Yesterday I was a participant observer in a 5th grade graduation ceremony. The ceremony started off with the children, the girls dressed in white dresses with white corsages on their arms, and the boys wearing a suit and tie costume(some students wore around their shoulders black items of clothing meant to show their membership in the 'beta club'- for students with high grades) , singing the school song, which a member of the culture studied(my grandmother) informed me that my four year old cousin's child knew this song(which rhymed community with unity in an expression of the communal ethic of the culture) by heart. The ceremony had a lot of emphasis on memorized speeches by various children, and there was much performance by the children as well- there was an interpretive dance performance, a version of lean on me(with the traditional leaning, although with telephone hand signals and hand shakes added), several other songs with church choir like movements(the school song was down with side to side swaying, and another song was done with up and down bobbing), a violin performance(my cousin played in it, and the only white person present was the woman in charge of teaching violin), a xylophone performance(for reasons unknown, my cousin also played the xylophone), and parents were presented with artificial flowers by their children.

The graduation was also traditional in other aspects.
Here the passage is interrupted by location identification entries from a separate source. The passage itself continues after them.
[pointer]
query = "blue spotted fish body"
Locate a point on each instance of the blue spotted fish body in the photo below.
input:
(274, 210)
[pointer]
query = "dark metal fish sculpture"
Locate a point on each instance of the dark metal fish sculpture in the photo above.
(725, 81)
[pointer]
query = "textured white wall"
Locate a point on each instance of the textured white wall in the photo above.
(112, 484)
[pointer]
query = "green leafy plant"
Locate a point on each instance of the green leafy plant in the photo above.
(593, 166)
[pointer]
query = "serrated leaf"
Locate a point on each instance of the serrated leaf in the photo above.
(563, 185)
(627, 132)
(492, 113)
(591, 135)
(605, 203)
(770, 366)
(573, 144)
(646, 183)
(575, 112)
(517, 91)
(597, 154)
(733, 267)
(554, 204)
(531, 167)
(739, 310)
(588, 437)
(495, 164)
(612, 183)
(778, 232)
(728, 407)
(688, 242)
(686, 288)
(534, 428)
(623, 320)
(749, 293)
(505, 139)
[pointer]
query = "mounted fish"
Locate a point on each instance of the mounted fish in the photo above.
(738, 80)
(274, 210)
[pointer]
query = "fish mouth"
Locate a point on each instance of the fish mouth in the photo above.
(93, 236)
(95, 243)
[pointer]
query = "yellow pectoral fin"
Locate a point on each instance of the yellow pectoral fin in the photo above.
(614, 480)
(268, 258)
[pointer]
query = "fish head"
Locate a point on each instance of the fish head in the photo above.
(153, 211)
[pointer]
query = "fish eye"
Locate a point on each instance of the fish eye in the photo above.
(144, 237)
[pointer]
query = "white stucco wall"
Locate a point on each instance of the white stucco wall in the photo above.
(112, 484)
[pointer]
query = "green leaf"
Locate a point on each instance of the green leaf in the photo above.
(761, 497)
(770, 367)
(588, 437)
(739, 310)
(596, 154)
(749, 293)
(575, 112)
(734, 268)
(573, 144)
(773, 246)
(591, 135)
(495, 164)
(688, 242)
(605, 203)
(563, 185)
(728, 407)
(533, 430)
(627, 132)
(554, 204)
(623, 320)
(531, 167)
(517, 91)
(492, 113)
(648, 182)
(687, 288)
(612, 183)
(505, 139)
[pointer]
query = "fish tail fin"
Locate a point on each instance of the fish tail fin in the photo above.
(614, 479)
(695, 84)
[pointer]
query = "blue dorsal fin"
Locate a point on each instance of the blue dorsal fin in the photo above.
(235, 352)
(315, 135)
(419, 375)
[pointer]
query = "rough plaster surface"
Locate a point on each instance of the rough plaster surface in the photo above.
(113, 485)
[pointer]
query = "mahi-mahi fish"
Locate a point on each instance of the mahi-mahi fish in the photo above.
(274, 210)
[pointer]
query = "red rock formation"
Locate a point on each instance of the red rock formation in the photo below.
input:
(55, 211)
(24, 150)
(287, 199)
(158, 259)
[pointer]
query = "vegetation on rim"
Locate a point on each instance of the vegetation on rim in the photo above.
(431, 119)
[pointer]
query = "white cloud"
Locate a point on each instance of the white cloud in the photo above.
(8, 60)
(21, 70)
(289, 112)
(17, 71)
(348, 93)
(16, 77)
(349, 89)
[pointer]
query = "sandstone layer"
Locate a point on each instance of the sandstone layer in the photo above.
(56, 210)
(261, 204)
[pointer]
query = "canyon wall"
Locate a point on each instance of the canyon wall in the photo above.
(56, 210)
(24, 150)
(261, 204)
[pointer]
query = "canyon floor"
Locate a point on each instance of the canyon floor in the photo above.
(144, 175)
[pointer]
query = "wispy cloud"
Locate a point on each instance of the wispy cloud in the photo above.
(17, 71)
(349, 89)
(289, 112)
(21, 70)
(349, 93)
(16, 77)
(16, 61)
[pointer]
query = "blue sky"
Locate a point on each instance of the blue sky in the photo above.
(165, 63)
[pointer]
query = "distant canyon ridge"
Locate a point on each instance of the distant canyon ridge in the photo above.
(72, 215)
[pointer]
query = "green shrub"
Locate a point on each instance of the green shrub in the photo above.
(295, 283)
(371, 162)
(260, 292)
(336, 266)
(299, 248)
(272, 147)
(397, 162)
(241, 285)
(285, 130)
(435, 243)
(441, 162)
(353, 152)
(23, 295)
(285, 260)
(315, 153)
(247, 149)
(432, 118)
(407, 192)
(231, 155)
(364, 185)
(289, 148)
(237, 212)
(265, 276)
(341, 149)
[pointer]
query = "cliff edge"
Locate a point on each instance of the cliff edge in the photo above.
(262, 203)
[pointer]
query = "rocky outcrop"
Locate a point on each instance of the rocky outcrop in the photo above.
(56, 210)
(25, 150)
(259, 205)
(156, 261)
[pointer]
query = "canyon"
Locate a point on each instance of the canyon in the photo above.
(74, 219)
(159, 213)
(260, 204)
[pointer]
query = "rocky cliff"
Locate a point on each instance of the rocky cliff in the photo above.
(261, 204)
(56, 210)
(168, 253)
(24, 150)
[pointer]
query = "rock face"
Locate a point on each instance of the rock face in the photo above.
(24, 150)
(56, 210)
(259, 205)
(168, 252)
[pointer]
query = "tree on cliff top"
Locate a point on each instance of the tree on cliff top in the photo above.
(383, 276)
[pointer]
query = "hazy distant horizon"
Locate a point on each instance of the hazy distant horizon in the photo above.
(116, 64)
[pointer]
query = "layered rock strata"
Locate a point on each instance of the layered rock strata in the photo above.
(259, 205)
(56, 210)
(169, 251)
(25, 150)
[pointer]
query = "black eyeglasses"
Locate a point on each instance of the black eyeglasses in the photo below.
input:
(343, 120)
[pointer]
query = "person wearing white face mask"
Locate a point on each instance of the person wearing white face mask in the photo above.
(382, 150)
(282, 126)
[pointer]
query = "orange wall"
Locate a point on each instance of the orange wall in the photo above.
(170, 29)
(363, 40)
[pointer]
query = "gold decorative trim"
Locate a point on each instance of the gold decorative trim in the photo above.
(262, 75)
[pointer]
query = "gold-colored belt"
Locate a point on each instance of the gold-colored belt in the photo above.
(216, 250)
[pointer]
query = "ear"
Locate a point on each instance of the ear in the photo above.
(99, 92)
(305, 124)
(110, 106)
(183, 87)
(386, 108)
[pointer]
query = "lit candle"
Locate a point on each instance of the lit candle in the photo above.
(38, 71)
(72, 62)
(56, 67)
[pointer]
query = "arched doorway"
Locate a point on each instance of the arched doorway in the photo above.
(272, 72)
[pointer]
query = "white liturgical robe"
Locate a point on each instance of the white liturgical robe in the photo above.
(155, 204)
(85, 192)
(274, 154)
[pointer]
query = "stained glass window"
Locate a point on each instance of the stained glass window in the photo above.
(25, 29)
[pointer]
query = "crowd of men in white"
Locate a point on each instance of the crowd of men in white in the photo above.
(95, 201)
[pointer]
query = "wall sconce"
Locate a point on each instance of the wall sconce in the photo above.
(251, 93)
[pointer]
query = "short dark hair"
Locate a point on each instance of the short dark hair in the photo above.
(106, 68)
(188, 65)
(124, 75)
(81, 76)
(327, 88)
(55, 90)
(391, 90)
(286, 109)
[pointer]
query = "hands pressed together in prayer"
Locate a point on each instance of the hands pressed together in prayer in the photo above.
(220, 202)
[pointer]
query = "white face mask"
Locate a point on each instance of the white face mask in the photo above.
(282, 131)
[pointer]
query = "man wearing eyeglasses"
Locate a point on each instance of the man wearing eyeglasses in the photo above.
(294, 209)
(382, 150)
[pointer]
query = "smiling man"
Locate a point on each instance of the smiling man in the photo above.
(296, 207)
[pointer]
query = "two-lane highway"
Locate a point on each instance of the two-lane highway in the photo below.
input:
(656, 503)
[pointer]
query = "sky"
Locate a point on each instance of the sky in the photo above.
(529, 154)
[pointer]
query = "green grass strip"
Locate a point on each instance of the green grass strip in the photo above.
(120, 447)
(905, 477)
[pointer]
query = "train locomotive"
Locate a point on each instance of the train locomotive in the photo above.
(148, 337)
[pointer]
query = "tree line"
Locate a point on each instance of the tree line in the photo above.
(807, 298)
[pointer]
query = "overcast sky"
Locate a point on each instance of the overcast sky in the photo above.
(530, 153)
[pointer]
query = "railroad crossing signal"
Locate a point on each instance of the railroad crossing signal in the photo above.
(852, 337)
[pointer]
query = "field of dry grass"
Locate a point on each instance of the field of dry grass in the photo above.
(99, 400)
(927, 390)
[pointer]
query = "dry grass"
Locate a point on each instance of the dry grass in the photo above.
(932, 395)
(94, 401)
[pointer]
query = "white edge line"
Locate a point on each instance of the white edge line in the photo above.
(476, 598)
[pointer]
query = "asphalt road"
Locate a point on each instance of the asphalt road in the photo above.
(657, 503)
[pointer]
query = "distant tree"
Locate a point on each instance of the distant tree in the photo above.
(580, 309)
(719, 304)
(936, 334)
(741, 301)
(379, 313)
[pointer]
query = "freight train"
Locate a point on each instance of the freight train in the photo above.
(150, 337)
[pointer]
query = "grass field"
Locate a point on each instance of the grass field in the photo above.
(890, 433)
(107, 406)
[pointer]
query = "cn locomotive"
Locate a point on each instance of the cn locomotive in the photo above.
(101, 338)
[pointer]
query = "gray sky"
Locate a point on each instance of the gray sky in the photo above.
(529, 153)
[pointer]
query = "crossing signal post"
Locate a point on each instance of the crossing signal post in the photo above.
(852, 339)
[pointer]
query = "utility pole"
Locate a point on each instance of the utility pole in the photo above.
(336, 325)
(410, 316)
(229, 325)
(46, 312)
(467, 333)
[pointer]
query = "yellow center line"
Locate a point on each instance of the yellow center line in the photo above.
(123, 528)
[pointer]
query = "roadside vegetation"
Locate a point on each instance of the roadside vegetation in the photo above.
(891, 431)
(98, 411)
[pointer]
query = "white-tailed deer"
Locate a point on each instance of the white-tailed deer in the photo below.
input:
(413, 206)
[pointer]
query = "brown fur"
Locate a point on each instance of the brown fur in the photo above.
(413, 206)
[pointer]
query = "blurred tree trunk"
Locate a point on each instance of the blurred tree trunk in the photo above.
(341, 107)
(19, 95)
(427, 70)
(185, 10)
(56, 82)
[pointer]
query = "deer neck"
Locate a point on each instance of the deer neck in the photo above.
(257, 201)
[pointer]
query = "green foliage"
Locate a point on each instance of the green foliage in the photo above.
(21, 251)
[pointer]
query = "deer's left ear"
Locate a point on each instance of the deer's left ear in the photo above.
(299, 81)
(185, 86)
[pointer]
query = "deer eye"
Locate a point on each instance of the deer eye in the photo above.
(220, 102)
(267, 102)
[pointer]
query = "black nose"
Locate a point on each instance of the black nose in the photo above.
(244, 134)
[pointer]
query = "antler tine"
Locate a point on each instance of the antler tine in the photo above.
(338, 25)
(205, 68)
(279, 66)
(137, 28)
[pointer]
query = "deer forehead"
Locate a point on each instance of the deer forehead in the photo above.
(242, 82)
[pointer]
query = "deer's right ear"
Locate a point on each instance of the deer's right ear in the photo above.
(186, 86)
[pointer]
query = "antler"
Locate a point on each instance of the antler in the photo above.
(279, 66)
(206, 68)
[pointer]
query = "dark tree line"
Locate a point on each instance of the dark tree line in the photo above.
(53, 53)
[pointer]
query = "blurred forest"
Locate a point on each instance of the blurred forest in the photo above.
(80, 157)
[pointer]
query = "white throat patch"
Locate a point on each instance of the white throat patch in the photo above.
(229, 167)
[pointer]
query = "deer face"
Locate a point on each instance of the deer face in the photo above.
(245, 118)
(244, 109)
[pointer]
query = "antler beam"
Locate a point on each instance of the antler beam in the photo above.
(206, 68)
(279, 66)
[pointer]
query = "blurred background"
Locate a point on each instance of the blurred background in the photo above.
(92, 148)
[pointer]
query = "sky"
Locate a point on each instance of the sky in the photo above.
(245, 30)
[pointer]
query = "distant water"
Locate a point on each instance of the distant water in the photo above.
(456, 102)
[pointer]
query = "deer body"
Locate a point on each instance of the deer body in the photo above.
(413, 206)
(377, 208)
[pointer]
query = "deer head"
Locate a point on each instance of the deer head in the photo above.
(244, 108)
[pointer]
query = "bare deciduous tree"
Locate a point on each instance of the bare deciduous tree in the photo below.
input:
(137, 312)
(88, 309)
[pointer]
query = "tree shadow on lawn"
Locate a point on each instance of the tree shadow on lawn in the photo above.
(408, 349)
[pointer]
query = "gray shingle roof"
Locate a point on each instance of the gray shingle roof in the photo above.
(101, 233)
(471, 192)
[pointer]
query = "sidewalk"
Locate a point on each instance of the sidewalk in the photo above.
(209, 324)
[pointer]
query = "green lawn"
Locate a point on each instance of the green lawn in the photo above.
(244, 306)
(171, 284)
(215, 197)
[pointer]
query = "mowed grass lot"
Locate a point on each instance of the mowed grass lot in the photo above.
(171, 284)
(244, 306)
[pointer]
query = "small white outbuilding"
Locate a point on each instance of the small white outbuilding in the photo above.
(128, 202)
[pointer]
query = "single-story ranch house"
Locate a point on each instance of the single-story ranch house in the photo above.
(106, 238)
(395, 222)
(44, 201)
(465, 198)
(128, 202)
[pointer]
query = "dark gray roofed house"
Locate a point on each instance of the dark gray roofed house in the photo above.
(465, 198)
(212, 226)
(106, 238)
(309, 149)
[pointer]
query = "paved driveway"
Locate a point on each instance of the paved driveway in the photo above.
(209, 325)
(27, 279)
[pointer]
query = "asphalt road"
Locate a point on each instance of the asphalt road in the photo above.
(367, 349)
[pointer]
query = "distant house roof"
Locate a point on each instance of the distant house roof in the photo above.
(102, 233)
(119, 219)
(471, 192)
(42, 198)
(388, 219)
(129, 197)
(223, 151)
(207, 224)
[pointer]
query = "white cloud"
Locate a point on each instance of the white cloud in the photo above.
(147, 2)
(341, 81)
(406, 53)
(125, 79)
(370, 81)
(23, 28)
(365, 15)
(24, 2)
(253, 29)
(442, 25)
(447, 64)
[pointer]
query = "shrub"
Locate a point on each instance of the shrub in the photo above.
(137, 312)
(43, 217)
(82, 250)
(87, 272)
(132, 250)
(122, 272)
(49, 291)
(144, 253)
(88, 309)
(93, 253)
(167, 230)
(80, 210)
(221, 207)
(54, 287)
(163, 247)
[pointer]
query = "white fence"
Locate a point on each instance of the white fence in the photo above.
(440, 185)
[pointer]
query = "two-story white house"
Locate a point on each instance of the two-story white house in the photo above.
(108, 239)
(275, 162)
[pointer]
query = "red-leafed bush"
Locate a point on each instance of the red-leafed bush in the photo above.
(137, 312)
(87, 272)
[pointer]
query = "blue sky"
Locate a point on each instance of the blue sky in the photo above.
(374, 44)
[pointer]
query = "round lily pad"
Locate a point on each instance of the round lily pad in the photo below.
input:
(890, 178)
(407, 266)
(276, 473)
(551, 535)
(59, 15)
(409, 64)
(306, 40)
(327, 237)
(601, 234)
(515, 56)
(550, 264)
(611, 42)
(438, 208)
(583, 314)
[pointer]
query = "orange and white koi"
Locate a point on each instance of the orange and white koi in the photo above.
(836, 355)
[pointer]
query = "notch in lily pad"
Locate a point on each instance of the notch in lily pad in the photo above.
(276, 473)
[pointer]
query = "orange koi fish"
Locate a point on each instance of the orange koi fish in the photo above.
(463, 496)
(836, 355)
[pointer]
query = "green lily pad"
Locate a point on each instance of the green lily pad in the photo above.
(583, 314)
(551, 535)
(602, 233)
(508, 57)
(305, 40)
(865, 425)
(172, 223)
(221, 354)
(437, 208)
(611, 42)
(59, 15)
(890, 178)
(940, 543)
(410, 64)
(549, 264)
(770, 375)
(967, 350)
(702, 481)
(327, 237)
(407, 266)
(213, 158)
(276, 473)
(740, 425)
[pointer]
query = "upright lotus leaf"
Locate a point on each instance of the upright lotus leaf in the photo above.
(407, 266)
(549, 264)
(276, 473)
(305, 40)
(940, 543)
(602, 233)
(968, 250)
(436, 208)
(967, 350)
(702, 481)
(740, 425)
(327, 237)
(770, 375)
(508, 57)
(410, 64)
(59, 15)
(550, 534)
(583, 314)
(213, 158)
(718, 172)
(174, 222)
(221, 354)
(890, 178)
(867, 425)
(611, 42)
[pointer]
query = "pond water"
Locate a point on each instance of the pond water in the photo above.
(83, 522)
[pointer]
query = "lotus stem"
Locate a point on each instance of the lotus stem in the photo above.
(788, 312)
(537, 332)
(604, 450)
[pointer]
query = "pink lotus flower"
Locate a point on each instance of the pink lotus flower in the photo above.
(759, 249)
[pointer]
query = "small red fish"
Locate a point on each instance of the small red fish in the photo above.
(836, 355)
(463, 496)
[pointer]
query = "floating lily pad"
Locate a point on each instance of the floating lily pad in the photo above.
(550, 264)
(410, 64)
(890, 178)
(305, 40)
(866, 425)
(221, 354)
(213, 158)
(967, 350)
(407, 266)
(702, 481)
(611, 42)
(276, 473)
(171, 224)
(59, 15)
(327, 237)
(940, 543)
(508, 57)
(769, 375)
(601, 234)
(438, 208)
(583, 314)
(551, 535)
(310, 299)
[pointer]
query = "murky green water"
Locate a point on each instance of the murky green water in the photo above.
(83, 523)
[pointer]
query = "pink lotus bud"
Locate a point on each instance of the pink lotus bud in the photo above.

Yelling of the name of a child singled out for particular praise occurred. A traditional Christian 'preacher' did the keynote in a call and response style, mostly in standard English, with some Spanish and a bit of the dialect of the area. Boys were singled out for particular praise(oddly enough, most of the highest scoring students were boys), so were children with high reading scores. Children who had attended the school from preK to 5th were singled out for praise as well. Only a few children stood up, as an informant(my mother) said that this community was highly transient.